Cominciai a scrivere di videogames quando avevo ben tredici anni insieme ad alcuni amici con i quali condividevo un minuscolo sito dove si postavano dalle news ai vari articoli più disparati, la cosa era per me fantastica, finalmente potevo esprimere le mie opinioni al di fuori delle mie cerchie di conoscenti, ma ahimè, mettete il tempo e l’età ma pochi mesi dopo nessuno era più attivo ed il progetto fallì.

Continuai a pubblicare i miei piccoli lavori in altrettante piccole realtà che popolano Internet collaborando con quattro diversi siti contemporaneamente, ed accumulando un sacco di scritti sul mio computer molti dei quali mai pubblicati poichè incompleti.

Con il passare del tempo perfezionai il mio stile e le piccole realtà divennero piccole nicchie o community composte da qualche migliaio di persone.

Dall’inizio della mia modesta carriera di scrittore a tempo perso (perchè mi piace considerarmi così) sono passati diversi anni e diversi siti, ho scritto davvero di tutto prima di arrivare qui su project Nerd, ove voi che state leggendo questa pseudo-presentazione.

Non mi reputo un bravo scrittore o giornalista, ne voglio avere la presunzione di esserlo, tendo molto a sbagliare la punteggiatura e a cadere in errori piuttosto banali e grossolani, ma adoro farlo, scrivo per esprimere un concetto o una mia idea e punto sempre a renderla semplice e facile da capire per chiunque, in modo che io stesso quando la andrò a rileggere ricorderò esattamente quale fosse la mia opinione al momento della stesura.

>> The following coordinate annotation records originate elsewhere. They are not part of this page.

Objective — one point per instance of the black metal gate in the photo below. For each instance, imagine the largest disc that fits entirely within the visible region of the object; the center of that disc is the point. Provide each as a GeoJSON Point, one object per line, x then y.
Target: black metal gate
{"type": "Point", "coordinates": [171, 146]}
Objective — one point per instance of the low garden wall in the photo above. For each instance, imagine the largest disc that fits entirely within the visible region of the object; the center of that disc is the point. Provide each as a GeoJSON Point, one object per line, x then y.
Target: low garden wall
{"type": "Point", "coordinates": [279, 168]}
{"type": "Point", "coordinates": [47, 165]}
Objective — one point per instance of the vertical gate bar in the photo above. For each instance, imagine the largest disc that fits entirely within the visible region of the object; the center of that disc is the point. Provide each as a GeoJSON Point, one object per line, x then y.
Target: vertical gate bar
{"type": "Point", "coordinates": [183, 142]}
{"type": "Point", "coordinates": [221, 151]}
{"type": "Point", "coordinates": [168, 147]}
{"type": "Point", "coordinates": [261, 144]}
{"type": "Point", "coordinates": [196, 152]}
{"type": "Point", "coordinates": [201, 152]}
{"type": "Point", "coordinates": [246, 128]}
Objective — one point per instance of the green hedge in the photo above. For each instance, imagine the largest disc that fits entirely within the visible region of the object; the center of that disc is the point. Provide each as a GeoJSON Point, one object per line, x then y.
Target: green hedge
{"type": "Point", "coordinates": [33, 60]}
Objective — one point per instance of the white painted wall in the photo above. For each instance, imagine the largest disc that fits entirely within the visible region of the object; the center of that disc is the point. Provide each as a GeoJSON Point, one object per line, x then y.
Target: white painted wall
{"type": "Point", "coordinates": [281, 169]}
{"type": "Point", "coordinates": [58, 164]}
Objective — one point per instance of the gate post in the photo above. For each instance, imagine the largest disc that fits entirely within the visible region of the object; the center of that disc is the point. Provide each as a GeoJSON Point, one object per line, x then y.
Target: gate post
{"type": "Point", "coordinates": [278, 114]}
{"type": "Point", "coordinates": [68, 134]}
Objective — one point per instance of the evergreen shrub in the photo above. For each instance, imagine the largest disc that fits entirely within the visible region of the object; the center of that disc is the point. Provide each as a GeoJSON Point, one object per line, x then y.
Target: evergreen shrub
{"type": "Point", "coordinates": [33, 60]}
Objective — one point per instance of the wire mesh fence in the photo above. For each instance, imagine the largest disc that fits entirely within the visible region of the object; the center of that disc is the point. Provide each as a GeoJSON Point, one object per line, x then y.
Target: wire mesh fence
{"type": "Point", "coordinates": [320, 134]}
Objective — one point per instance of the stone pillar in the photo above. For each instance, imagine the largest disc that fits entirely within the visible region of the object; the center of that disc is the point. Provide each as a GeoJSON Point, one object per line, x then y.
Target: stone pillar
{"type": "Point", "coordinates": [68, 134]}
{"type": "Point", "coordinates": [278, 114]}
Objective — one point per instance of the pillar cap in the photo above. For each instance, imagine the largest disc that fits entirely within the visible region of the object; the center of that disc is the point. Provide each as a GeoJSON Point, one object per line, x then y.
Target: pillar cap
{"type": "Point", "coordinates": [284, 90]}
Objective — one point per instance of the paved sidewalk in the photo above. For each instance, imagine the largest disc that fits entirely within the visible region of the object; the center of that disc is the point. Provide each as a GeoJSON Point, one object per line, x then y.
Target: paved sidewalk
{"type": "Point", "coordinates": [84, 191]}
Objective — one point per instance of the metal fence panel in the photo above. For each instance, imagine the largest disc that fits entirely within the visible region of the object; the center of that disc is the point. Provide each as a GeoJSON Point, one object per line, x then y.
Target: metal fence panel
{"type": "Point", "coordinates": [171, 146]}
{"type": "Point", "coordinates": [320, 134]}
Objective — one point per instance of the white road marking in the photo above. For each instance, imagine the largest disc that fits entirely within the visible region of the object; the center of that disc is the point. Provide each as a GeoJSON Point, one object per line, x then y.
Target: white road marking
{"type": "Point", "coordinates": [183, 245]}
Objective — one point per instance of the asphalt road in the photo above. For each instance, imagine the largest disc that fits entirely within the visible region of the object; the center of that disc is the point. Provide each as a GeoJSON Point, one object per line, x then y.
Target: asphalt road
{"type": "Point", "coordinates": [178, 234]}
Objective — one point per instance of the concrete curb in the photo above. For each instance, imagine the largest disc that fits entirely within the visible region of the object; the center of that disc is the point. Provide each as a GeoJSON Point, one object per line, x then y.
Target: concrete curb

Da quando cominciai oramai otto anni fa una delle domande ho sentito e mi sento rivolgere più spesso soprattutto dagli amici è:”Ma chi te lo fa fare di tornare a casa dopo il lavoro o dopo scuola e metterti davanti al pc a scrivere?”.

Sapete cari lettori  è un quesito che io stesso mi sono posto più volte in questi anni.

Scrivere è davvero talvolta difficile; trovare un argomento che sia sufficientemente interessante sia da trattare che da discutere, è un’impresa che molte volta lascia senza energie in particolar modo quando il blocco dello scrittore fa capolino portandoti in un tornado di idee che non riescono a prendere forma.

A volte ho pensato di lasciar stare questa attività ammetto, ma la sensazione che mi ha preso, era tutt’altro che positiva è vero avrei avuto più tempo rispetto a prima, ma come potevo finire quel gioco e non dire nulla? Come potevo lasciar perdere la mia opinione su un mercato quello dei videogiochi in pesante cambiamento?.

Scrivere almeno per me è una sorta di bisogno, a differenza di un discorso, con le lettere è possibile costruire uno schema stratificato e complesso o un’attenta analisi su un determinato argomento, e solo chi condivide con me questa passione conosce la soddisfazione che sale una volta finito il proprio duro lavoro e riletto i propri scritti.

Dal sottoscritto aspettatevi oltre alle news nelle quali vorrei esser felice di innescare quel minimo di riflessione, lunghi articoli a tema e recensioni senza voto.

Si può infatti ridurre mesi se non anni di lavoro ad un mero numero?.

Vorrei concludere utilizzando le parole di Asimov uno dei miei autori preferiti nonché, una delle poche persone che ha espresso cosa voglia dire battere sulla tastiera:

Scrivere, è semplicemente pensare attraverso le mie dita

valecant

valecant

404 Ottimismo Not Found.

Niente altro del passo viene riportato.